5Turn It Up When You Orgasm
"There are also a lot of people who feel that by vocalizing their sensations, they’re able to amplify the sensation itself," says Morse. "Letting out a noise when you approach orgasm can deepen the sensations of the impending orgasm — so definitely don’t hold back." You won't have much self-control at this point anyway, so it's a good time to figure out what kind of noise comes naturally.
6Put On Music
If you feel self-conscious about what sounds might come out, O'Reilly suggests putting on music so that you don't hear them. Then, you can just focus on how they make you feel. "You might also play porn in the background so that their sounds are louder than your own — you can create a symphony of erotic sounds," she says.
After all this, noises still might not come to you. That's OK. Noises don't come naturally to us in everyday conversation either, but we still communicate using words. You can do the same thing during sex. "You don’t have to talk dirty, but try uttering simple one or two syllable words during sex, e.g. 'Yes,' 'More,' 'Ugh,'" says O'Reilly.
8Compliment Your Partner's Noises
You might feel more comfortable making noise if your partner is doing the same thing. Plus, having a loud, enthusiastic partner can be lots of fun. "If you’re looking for your partner to make some more noise in bed, let them know how much you love when they do," says Morse. "Say, 'hey — I really love when I can hear your breath pick up during sex' or 'you know what gets me going? When you let out a little moan. It lets me know that I’m doing something right.' Fawn over their small sounds, and they’re likely to get bigger over time."

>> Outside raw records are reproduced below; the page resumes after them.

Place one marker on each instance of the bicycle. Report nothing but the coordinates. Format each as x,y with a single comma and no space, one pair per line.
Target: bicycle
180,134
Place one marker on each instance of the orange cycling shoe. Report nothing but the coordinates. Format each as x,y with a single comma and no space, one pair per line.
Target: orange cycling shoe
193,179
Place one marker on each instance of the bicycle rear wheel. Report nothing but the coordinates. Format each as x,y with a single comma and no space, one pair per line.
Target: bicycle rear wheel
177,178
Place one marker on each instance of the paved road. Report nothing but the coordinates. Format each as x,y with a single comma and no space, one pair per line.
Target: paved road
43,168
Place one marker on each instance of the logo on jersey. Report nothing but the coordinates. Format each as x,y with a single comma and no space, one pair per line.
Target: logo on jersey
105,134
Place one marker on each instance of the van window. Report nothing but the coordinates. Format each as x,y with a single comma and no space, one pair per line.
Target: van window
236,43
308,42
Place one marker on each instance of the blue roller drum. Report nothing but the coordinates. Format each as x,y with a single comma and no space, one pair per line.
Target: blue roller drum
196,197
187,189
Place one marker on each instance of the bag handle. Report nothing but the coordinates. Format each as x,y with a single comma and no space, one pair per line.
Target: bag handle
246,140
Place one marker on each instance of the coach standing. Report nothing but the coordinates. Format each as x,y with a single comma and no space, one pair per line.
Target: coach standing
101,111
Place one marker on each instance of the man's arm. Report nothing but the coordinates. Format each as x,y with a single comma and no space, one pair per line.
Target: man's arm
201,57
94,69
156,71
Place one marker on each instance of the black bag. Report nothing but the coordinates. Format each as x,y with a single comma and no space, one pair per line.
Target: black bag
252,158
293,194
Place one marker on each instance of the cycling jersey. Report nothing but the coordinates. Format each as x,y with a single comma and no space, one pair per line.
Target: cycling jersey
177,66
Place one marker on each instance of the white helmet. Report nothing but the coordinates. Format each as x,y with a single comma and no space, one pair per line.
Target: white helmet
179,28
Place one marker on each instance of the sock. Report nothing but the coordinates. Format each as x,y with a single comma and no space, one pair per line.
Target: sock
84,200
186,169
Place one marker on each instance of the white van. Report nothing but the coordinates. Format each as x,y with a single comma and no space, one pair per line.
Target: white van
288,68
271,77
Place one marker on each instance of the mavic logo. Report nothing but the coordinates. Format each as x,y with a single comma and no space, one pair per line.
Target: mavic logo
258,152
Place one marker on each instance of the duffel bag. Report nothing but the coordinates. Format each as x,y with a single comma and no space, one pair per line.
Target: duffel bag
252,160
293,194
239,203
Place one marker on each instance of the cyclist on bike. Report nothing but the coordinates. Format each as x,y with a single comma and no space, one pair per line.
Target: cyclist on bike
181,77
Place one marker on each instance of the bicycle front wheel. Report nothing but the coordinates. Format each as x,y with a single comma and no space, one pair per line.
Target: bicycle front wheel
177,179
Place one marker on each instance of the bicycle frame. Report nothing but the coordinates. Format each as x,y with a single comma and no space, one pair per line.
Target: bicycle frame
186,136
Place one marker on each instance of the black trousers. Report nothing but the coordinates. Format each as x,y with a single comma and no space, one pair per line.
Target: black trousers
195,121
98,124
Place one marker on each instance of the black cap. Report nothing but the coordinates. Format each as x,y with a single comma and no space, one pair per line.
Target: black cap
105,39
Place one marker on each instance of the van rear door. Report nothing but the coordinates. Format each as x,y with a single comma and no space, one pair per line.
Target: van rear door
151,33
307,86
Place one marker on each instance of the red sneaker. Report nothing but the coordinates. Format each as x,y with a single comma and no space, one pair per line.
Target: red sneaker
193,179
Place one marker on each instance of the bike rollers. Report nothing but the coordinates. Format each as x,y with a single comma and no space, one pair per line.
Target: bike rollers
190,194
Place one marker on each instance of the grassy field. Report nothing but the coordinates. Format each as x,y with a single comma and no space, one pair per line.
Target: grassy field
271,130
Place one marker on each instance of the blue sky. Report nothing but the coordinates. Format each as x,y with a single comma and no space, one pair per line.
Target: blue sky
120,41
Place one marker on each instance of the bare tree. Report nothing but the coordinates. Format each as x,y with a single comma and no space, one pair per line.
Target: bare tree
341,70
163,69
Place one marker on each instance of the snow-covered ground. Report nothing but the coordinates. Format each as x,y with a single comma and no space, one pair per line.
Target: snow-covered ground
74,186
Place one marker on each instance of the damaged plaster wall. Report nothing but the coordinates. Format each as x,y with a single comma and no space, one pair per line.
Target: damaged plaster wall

"Sounds not only have the ability to make you feel more pleasure and really indulge in the moment, but they let your partner know that you’re feeling great and that they’re doing something right," Morse says. "You’ll be pleasantly surprised at how much more satisfying sex can be when you try making a little noise. We all want to know that our partner is into it, and letting out some verbal cues will do just the trick."